Some people speak of ‘three rules of mountaineering’ which goes like this: “It’s always taller than it looks, it’s always further than it looks, it’s always harder than it looks”. These rules came to mind when we were ascending from the crater. Instead of a direct assault to reach the peak, there were lots of ups and downs before the final ascent.
It was already past 1600H when we reached the ridge areas, and at this point, as we emerged from the forests, the view became fantastic: to our left we could look down on the vast crater, and to the right, the view of Mariveles and West Philippine sea. Bataan Peak – from a distant sight ahead – became a towering figure behind us.
At around 1700H we reached El Saco Peak, at over 1300 MASL the foremost peak of this side of Mariveles. We took our final group photo here (see last photo below). From El Saco Peak, it would still be another hour to reach Tarak, and it was already getting dark by the time we reached Tarak Peak.
By the time we reached Tarak Ridge, the scenery was aglow with the city lights of Bataan and Metro Manila. The breeze was cool, but not fierce; there were many stars and the gibbous moon cast a faint glow on the mountain: It was a beautiful evening – one in which I wouldn’t mind trekking.
Past Tarak Ridge, we entered the forest which is also quite steep – but is much more established than the rest of Mariveles – lots of branches to hold on to – and is thus almost like a cool down exercise. At one point I took a nap, my head nestled between two large roots – while I waited for my companions. I was well stocked with food, aware of the magnitude of the hike, and I had some snacks at Papaya River – always a nice place to be when in Tarak Ridge.
The trail from Papaya River back to the trailhead felt long – with endless swaths of woodland. But I was reassured when I finally came upon the wide, rough road which signalled the end of the trail. By midnight, we had reached Nanay Cording’s place. By the time I had fallen asleep in one of the bamboo benches there, we had been trekking for 20 hours – not my personal record for the longest trekking day (I spent 25 hours in Kilimanjaro and 24 hours in Mt. Ragang), but certainly one of the most exciting ones.

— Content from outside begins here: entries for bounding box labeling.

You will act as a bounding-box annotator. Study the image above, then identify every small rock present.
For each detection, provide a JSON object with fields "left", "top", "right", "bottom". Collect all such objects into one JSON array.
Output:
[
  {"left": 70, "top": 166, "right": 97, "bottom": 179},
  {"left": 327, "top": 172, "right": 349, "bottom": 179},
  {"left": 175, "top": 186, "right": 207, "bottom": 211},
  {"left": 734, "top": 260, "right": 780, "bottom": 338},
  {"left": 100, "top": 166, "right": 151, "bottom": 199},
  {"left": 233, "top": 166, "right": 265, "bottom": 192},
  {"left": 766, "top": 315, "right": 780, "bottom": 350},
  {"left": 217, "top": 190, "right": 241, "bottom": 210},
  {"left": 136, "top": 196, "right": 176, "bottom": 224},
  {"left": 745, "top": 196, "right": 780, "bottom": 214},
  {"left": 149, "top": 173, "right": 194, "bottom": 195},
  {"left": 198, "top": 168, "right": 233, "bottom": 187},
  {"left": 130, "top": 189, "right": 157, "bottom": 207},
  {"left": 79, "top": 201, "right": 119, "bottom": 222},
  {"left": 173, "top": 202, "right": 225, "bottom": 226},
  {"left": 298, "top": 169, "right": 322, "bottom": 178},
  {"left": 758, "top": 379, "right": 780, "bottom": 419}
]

I will make an itinerary for this hike, which is poised to be what MakTrav was in 2008: A worthy challenge that pushes the boundaries of a single day. Thank you to Kuya Rey for guiding us and I highly recommend his services. I also thank my hiking companions for the enjoyable hike. We also remember Sky Biscocho whose devotion to the Mariveles Range has made possible the continued appreciation of mountaineers of the beauty and adventure it so excitingly offers.